Scott of the Antarctic

I highly recommend the 1948 British film, Scott of the Antarctic.  It tells the story of Captain Robert Falcon Scott’s ill-fated attempt to lead the first team of explorers to the South Pole.  Once again, Amazon has bested Netflix in making fine historical movies like this one available.

The film score was written by the esteemed British composer Ralph Vaughan Williams (1872-1958).  This project served as a springboard for his remarkable and otherworldly Symphony No. 7, Sinfonia Antartica, completed in 1952.  It is a favorite of mine.

As I have written here before, it is good to see a film that communicates effectively without the need to resort to graphic violence, foul language, etc.  You can feel the dreadful cold viscerally watching this film.  Near the end of their journey, Scott and his team in March 1912 regularly experienced high temperatures no better than -30°F during the day and low temperatures around -47°F at night.  And then there was the wind.  It would have been horrible.

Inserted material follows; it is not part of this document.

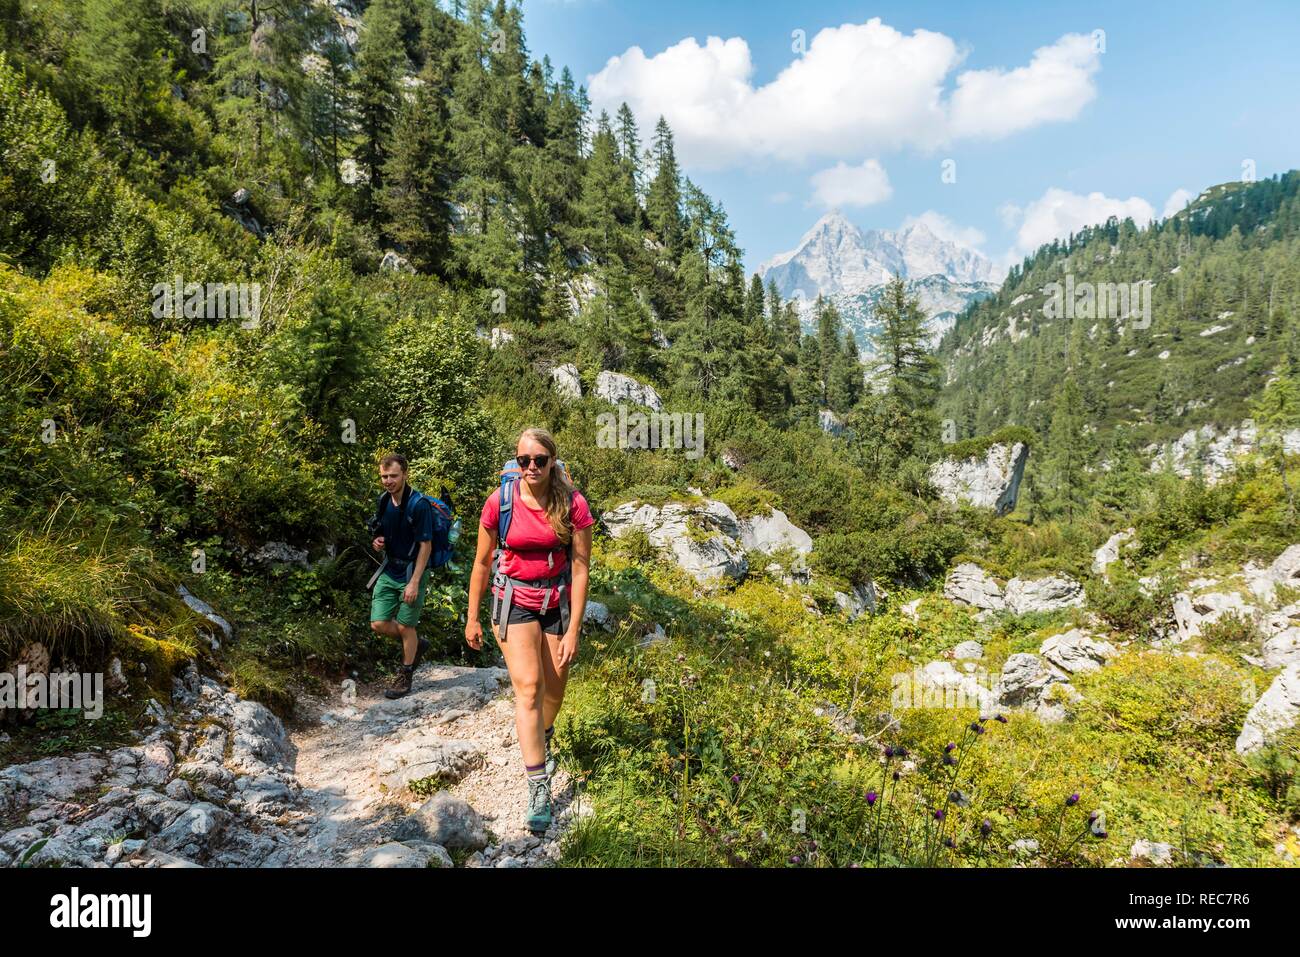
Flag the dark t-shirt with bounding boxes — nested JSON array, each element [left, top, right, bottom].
[[379, 485, 433, 580]]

One question I had while watching the movie and thinking about the real-life expedition: how did they navigate across an endless terrain of snow and ice?  It appears they primarily relied upon a theodolite which was used to measure accurate horizontal and vertical positions of the Sun and Moon.  Knowing the position of the Sun or the Moon at a particular time allowed Scott and his fellow explorers to determine their geographic latitude and longitude by using a book of navigation tables.